Why dual writes break
The shape of the bug is always the same. Two systems. One transaction in your head, two transactions in reality. Whatever you wrote second can fail while the thing you wrote first is durable.
// The bug.
func PlaceOrder(ctx context.Context, db *sql.DB, k Producer, o Order) error {
if _, err := db.ExecContext(ctx,
"INSERT INTO orders (id, total, status) VALUES ($1, $2, 'placed')",
o.ID, o.Total); err != nil {
return err
}
// Anything below this line that fails leaves orders inconsistent.

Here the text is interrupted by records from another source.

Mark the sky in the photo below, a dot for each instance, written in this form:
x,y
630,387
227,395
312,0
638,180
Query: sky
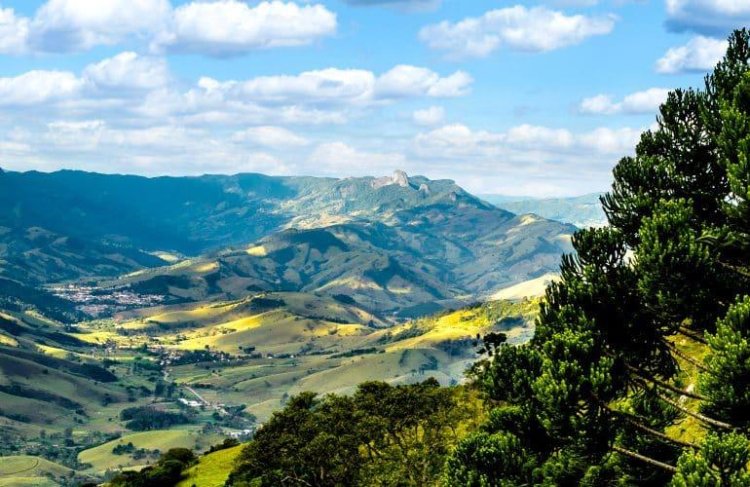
x,y
537,98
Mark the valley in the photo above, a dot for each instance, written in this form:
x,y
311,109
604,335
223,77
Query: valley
x,y
119,342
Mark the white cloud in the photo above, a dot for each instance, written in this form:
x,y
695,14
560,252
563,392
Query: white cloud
x,y
72,25
334,86
339,158
525,29
14,32
36,87
231,27
460,140
215,28
700,54
713,17
128,70
429,116
647,101
270,136
526,159
403,80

return k.Produce("order-placed", o.Bytes())
}
If the Produce call fails, you can retry. But the retry is in a different transaction context than the database write, and your service can crash between the commit and the retry. If you swap the order (publish first, then write), you can commit a phantom event for an order that never lands. There is no ordering of two independent writes that gives you atomicity.
The outbox pattern reframes the problem. You only do one durable write, to your own database. You write the business row and the event row in the same transaction. A separate process reads the event row and publishes it to Kafka, then marks the row as sent. If the relay crashes mid-publish, the row stays unsent, the relay restarts, and the event eventually makes it. If Kafka is down for an hour, the rows pile up in the outbox; when Kafka comes back, the relay drains it.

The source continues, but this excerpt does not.